22 мин, 49 сек 281
Та слушала молча, и ее резюме, поступившее после короткого осмысления, было неожиданным.
— А хочешь я дам тебе телефон одной бабки? — спросила она.
Я не сразу поняла, что подруга имеет в виду:
— Эта бабка — психолог? Или киллер?
— Просто бабка. Живет в деревне, в ста километрах от Москвы. К ней обычно запись за три месяца вперед, потому что бабка реально мощная. Но я хожу к ней уже пять лет, и, если попрошу, она тебя примет. Только это недешево.
— И что она сделает? Погадает на кофейной гуще?
— Что хочешь, — пожала плечами подруга, как будто мы говорили о чем то совсем привычном и будничном. — Может, сделать «отсушку». Ты его забудешь. Он станет неприятным для тебя.
— Это вряд ли возможно.
— Ну или приворожит.
— Глупо.
— А ты попробуй. Что ты теряешь? Кроме денег, конечно. И времени на дорогу.
Той зимой мне исполнилось двадцать пять лет. Это была первая несчастливая любовь в моей жизни. Воспитанная атеистами советского розлива, я, разумеется, не верила в безусловное могущество какой то неведомой бабки. Но, во первых, нервы мои были расшатаны, во вторых, многомесячная апатия, в болото которой погрузила меня вся эта история, требовала хоть какого то деяния. В третьих, деньги у меня были. В четвертых, мы с подругой выпили вина. И я решилась.
— Ладно. Давай свою бабку. Я на девяносто девять с половиной процентов уверена, что это чушь. Но если не поеду, оставшаяся половина процента меня доест.
Подруга тотчас же набрала какой то номер, а когда ей ответили, удалилась в ванную и недолго с кем то разговаривала. А вернувшись, радостно сообщила, что бабка готова принять меня завтра же, денег с собою надо взять столько то, адрес — вот.
— Только ни в коем случае не опаздывай, а то она может отказаться с тобой работать. Строптивая бабка, избалованная.
На следующий день я проснулась в половине шестого и, чувствуя себя дремучей идиоткой, потащилась на вокзал.
В электричке было холодно и душно. Я пыталась читать журнал, но ко мне все время привязывался какой то пропойца моих лет, в грязных джинсах и с гитарой за спиной. Он почему то считал, что мы должны выйти на ближайшем полустанке, купить пару бутылок водки, найти живописную лавочку и хором петь под гитару, а потом он на мне женится и у нас будут дети. К концу путешествия я готова была его убить.

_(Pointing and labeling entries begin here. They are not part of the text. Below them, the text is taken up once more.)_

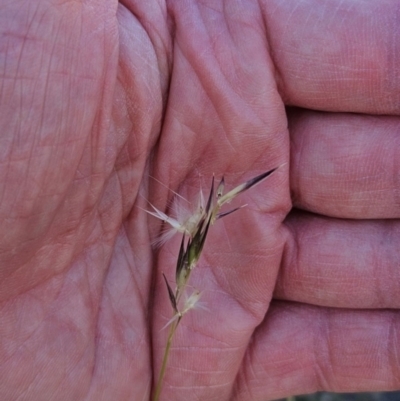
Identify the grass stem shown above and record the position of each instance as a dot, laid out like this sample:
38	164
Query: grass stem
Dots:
160	380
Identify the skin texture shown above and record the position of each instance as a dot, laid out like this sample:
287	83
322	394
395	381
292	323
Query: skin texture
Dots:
301	286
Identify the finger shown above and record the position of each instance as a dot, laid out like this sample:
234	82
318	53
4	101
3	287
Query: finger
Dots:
301	349
335	55
341	263
223	117
345	165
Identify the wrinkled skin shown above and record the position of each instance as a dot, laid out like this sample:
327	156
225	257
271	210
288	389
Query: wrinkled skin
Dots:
98	98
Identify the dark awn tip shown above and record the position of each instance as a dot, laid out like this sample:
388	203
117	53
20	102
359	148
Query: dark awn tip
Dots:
220	215
258	179
171	295
220	189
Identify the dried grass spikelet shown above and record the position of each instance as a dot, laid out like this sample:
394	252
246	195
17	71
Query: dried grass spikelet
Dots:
194	229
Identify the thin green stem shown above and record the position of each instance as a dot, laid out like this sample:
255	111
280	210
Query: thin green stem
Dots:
172	330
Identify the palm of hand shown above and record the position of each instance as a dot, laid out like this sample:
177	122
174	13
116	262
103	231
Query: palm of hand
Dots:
90	116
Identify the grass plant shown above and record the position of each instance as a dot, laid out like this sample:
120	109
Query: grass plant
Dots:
194	228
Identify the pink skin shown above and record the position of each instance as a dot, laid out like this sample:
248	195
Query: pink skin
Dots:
96	96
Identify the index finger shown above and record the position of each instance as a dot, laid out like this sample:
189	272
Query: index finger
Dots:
336	56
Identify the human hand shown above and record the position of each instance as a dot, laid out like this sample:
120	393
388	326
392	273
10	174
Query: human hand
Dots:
98	96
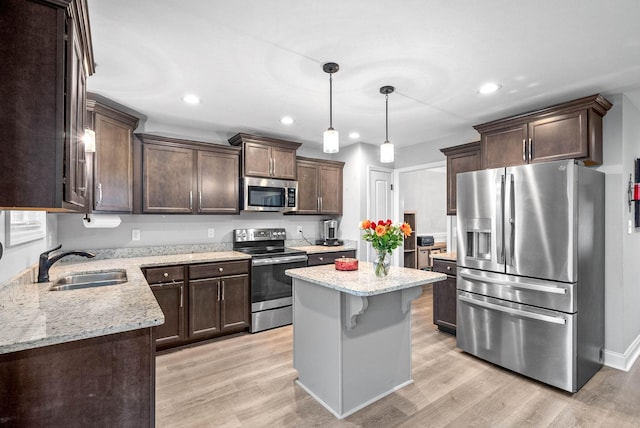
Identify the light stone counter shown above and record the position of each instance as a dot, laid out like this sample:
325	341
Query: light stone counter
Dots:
31	316
364	282
452	257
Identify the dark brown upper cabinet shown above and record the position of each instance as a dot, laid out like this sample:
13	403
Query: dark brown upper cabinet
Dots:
572	130
112	165
266	157
462	158
186	177
43	91
319	186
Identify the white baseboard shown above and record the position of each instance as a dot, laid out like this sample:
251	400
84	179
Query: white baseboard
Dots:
623	361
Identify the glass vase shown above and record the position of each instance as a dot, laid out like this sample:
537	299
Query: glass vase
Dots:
382	263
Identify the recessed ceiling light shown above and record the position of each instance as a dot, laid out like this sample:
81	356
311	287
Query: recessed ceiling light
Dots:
488	88
191	99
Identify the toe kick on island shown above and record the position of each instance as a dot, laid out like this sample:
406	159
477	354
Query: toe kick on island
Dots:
352	333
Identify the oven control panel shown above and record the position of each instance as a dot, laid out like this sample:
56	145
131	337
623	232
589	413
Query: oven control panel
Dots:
252	235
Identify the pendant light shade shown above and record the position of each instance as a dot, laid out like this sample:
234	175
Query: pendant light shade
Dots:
331	138
386	149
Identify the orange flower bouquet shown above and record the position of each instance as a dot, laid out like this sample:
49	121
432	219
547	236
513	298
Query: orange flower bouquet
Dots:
384	237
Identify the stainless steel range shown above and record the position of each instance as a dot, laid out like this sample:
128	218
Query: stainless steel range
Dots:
271	292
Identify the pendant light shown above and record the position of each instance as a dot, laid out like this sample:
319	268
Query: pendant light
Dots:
331	138
386	149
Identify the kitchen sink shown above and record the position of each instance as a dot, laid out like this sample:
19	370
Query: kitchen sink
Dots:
89	279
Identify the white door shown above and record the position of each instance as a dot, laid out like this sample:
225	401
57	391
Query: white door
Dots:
380	199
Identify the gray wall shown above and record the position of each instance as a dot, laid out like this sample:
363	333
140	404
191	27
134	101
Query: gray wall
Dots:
622	295
178	229
20	257
622	247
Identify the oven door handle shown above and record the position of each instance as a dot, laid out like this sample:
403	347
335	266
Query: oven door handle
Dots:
511	311
278	260
521	285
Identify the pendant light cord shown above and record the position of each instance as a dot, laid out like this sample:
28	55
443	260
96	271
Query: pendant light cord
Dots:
386	114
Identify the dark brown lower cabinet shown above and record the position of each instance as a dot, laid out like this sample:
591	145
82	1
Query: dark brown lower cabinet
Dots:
445	296
170	297
200	301
106	381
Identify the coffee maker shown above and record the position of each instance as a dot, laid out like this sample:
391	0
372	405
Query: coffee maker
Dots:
329	235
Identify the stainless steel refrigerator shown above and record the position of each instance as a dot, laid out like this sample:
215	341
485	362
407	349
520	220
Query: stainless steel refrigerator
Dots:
530	277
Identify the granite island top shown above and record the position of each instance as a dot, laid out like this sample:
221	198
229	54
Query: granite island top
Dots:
364	282
31	316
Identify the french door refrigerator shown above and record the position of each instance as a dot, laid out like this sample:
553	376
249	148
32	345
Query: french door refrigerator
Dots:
530	277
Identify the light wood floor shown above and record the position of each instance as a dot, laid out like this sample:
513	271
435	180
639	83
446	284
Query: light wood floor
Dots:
248	381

Нужную деревню я нашла довольно быстро. От станции пришлось идти больше получаса, но подруга нарисовала подробный план.
Это была обычная деревенька — почерневшие от старости домики в два ряда, деревья в изморози, из труб к низкому серому небу поднимался парок.
Когда я шла между домов, разыскивая нужный, мне встретилась женщина средних лет, в повязанном крест накрест платке. У нее было обветренное лицо, иней на бровях и сочные яркие губы. Хмуро на меня уставившись, она спросила:
— Ты… к этой, что ли? К Прасковье Петровне?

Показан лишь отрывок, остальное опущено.